Whole Exome Sequencing Data Analysis Service

Exome sequencing is a genomic analysis method that utilizes sequence capture technology to capture and enrich the DNA in the exonic regions of the whole genome, followed by high-throughput sequencing. By sequencing only about 2% of the entire genome, exome sequencing can provide information on over 95% of known functional regions, including 95% of pathogenic mutations associated with Mendelian diseases and various disease susceptibility loci. Therefore, exome sequencing has become a common method for disease-related gene testing, widely used in the identification of causative genes and susceptibility genes for complex diseases.

Variant Filtering, Classification, and Statistical Analysis

1) Filtering of SNP and InDel Variants

SNP and InDel variants undergo a filtering process based on the following criteria:No call rate >= 10%: Variants with a call rate less than 10% are filtered out；Minor allele frequency < 0.05: Variants with a minor allele frequency less than 0.05 are filtered out；Non-Hardy-Weinberg equilibrium (HWE) sites: Variants that do not conform to HWE, indicated by an HWE P-value less than 0.001, are filtered out.

After applying these filtering criteria, the remaining variants are selected for further analysis and interpretation.

Figure 1: Filter SNP site

2) Frequency Calculation

Frequency calculation involves determining the allele and genotype frequencies for each variant in the case and control groups.

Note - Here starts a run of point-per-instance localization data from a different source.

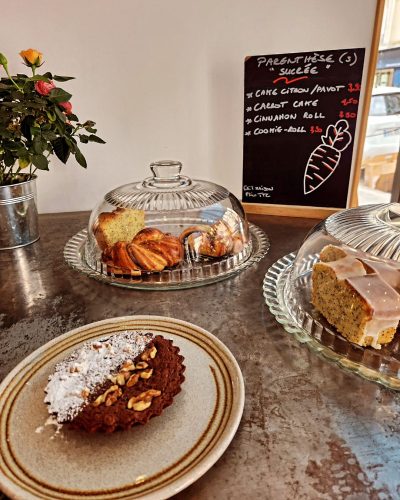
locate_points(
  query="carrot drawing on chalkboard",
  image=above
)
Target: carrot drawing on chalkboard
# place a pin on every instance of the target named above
(325, 158)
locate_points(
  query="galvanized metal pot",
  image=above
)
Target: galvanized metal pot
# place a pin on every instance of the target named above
(18, 215)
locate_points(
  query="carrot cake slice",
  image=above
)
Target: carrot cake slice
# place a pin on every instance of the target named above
(116, 382)
(357, 295)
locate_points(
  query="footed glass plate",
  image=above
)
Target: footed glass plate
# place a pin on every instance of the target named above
(186, 275)
(303, 321)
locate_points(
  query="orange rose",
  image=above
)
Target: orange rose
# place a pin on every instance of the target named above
(31, 57)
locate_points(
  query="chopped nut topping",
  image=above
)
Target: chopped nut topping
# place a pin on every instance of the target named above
(102, 397)
(133, 379)
(144, 397)
(128, 366)
(150, 353)
(85, 393)
(146, 373)
(113, 396)
(141, 365)
(141, 405)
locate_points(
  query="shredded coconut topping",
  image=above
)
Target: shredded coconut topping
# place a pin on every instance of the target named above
(88, 367)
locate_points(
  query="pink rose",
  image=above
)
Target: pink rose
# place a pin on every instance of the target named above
(67, 107)
(44, 88)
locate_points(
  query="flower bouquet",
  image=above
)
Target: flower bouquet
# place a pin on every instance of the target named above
(36, 121)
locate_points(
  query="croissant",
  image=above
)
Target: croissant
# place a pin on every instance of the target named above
(216, 240)
(150, 250)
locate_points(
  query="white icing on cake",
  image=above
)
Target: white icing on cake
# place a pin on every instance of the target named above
(374, 328)
(88, 367)
(346, 267)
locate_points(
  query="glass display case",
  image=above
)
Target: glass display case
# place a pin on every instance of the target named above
(340, 292)
(166, 231)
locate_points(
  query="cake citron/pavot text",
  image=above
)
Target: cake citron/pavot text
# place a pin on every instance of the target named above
(120, 225)
(116, 382)
(358, 295)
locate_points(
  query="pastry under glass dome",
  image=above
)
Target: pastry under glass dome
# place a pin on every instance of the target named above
(167, 231)
(373, 230)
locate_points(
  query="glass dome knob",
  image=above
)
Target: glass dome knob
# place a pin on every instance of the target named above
(166, 174)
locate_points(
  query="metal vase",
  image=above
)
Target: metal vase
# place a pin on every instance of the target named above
(18, 215)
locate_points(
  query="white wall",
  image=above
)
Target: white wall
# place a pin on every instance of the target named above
(163, 79)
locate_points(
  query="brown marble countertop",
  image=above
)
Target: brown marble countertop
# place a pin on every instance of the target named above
(309, 429)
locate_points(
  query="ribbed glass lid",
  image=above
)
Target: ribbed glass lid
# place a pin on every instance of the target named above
(371, 228)
(167, 189)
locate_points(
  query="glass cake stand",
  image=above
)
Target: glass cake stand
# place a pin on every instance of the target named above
(184, 276)
(287, 290)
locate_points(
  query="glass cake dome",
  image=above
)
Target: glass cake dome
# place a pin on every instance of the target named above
(355, 324)
(167, 231)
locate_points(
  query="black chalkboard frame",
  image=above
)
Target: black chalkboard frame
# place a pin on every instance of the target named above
(366, 90)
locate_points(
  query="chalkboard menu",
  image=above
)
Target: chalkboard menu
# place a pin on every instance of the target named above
(300, 114)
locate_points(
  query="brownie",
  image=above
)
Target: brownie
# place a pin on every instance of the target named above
(167, 377)
(138, 389)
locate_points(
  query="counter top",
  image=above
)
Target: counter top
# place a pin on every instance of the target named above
(309, 429)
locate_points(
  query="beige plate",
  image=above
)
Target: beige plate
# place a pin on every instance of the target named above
(153, 461)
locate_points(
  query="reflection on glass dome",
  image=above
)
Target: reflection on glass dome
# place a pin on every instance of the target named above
(341, 292)
(167, 228)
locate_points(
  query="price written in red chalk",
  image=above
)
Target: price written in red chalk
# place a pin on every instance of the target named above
(347, 114)
(315, 129)
(349, 101)
(353, 87)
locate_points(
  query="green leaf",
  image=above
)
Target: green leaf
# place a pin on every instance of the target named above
(9, 159)
(40, 162)
(51, 116)
(59, 95)
(39, 146)
(80, 158)
(94, 138)
(59, 114)
(49, 135)
(59, 78)
(61, 149)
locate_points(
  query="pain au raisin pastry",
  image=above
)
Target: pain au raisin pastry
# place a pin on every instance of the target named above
(358, 295)
(116, 382)
(150, 250)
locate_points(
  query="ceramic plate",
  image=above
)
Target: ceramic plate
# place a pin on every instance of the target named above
(154, 461)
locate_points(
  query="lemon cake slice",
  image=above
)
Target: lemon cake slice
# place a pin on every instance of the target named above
(120, 225)
(357, 295)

In this step, the frequencies of different alleles and genotypes are calculated separately for the case and control groups. These frequencies provide valuable information about the distribution and occurrence of specific genetic variants within the studied population.

3) Association Analysis

In the association analysis, various statistical tests are performed to examine the relationship between genetic variants and the case-control groups.

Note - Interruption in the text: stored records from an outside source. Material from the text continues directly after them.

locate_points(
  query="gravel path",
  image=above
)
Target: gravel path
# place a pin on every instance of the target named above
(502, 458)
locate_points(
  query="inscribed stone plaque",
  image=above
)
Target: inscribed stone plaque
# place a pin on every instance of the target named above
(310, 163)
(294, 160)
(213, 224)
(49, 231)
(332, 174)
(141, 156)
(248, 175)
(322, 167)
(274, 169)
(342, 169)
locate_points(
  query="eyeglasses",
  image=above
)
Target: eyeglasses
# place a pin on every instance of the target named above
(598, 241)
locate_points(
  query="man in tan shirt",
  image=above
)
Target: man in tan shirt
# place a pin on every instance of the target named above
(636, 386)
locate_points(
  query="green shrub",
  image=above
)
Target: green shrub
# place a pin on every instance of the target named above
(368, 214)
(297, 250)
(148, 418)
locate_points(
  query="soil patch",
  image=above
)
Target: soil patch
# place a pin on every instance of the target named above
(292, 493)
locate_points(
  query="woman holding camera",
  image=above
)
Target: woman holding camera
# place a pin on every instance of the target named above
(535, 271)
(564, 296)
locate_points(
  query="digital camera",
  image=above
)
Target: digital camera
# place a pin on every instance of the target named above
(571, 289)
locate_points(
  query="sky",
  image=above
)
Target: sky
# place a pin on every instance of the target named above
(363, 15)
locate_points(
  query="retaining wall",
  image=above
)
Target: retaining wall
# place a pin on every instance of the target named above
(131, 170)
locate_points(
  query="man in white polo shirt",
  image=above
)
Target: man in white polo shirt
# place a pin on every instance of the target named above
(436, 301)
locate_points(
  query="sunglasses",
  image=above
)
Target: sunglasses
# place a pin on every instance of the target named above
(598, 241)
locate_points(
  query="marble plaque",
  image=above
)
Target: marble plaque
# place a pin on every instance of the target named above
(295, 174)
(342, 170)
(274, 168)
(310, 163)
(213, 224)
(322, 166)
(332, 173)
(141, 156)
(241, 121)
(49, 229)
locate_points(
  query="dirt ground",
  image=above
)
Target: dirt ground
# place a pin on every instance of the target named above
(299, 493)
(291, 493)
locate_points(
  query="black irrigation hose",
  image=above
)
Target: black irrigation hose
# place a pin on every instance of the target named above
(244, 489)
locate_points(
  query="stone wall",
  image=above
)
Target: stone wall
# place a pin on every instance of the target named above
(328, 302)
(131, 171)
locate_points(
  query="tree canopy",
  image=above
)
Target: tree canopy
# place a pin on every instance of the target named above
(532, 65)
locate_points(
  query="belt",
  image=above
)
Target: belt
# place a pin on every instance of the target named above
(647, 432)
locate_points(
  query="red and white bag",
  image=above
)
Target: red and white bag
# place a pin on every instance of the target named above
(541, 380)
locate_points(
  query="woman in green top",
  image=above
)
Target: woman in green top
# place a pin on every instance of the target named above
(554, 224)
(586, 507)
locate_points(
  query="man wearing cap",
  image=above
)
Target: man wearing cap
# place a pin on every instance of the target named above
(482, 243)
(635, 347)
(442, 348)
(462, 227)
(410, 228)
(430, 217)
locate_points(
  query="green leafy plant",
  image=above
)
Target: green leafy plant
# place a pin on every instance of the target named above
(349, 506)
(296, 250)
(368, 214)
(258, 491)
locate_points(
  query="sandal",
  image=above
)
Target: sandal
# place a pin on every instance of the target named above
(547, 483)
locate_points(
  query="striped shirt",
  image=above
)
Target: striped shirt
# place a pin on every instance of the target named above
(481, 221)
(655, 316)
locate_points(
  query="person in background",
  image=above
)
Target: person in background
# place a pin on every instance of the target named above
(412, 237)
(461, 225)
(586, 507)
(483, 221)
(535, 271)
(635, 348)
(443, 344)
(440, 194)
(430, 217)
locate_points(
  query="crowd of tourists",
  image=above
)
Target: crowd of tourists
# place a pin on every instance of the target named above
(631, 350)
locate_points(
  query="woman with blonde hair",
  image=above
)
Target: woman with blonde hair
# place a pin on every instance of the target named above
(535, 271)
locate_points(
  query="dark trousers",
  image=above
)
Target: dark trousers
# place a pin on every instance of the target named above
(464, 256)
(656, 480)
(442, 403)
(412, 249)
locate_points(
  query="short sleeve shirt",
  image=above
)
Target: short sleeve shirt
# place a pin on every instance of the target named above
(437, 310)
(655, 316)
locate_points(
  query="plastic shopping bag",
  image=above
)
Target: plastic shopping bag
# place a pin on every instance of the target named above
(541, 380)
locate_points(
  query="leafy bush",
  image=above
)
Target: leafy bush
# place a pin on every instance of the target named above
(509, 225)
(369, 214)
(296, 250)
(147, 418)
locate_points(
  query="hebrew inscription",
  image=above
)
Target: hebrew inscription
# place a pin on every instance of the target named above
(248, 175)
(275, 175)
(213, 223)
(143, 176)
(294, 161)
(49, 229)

The analysis includes stratified analysis, chi-square test, Fisher's exact test, and Cochran-Armitage trend test. These tests are used to compare the frequency distribution of alleles and genotypes between the case and control groups and determine if there are statistically significant differences.

The stratified analysis helps to assess the association between genetic variants and disease risk in specific subgroups of the population. The chi-square test, Fisher's exact test, and Cochran-Armitage trend test are applied to examine whether there are statistically significant differences in the frequency distribution of alleles and genotypes between the two groups. These tests provide valuable insights into the potential association between specific genetic variants and the studied phenotype or disease.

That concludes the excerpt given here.